I mention this because I’ll be paraphrasing part of one of his lectures (sorry if I screw it up Dad). The lecture(s) in question were called People Care. They were about exactly what it sounds like they were about: Caring for people (and for yourself).
So, to the point:
Emergency medical professionals are especially susceptible to burnout, but they’re not the only ones that have to face it. We’re all familiar with it. Just so much stuff that keeps stacking up that you just no longer have any energy or desire to continue with it. You just don’t want to keep going. IT pros end up hating computers. Ice cream vendors start to hate Rocky Road. Drug pushers find themselves despising crack and meth. It happens to all of us.
So how do you balance all this out? The freakin TY/FY ratio (honestly, haven’t you been paying attention?). The TY stands for “Thank You” (here Dad would wait for the laughter that would come after the audience mentally filled in the blanks). The concept is incredibly simple. It’s a way to keep that ratio from dropping below 1:1, which is where burnout starts happening.
Ever get a thank you letter from someone who was really satisfied with your work? Get a heartfelt note from your boss about your awesome work? Recieved the key to a city for defeating the latest egomaniacal evil scientist? Save it. No, seriously. Save it.
Put it in a scrapbook, a specific drawer in your desk, behind the large portrait painting in your office, seal it in a ziploc and tape it to the dog’s stomach. Anywhere, so long as it’s easily accessible. Those notes and thank you’s made you feel good the first time you read them, no? The magic part is that they’ll keep doing it. Day after day, year after year.

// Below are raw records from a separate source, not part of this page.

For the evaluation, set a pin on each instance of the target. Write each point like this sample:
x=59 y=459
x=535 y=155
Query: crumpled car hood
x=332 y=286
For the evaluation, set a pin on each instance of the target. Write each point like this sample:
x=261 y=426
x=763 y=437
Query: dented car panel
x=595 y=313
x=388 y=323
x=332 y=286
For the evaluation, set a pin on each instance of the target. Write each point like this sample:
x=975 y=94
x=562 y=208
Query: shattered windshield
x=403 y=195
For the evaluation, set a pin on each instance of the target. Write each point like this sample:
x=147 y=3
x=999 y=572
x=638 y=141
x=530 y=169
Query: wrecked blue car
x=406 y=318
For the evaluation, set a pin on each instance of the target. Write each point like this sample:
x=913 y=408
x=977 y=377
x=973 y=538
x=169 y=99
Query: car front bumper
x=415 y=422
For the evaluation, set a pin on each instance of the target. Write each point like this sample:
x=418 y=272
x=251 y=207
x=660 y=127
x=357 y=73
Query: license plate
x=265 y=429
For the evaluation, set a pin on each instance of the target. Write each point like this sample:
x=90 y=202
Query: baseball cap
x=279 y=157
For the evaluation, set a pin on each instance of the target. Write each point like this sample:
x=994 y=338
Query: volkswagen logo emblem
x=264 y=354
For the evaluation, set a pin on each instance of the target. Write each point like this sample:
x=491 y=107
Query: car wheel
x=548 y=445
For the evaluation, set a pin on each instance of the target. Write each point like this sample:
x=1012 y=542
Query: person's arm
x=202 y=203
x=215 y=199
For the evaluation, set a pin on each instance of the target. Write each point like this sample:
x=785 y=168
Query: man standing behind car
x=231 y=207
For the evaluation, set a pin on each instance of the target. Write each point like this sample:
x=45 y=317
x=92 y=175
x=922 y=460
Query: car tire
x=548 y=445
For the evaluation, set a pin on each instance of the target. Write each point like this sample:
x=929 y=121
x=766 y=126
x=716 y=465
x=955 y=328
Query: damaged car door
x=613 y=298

It’s that simple, people. So start building those TY files. Build ’em up big and huge. And at the end of a completely shitty day, when all you want to do is go out and punch kittens, pull it out again. Take your time rereading it. And above all, remember that there are assholes everywhere, everyday. You’re never going to avoid them. But you don’t have to let them ruin your day/week/year/life.
If all this sounds a little similar to Richard Simmons’ daily affirmation concept, it truthfully is. But with one key difference. It works. So get to it. And have a good day.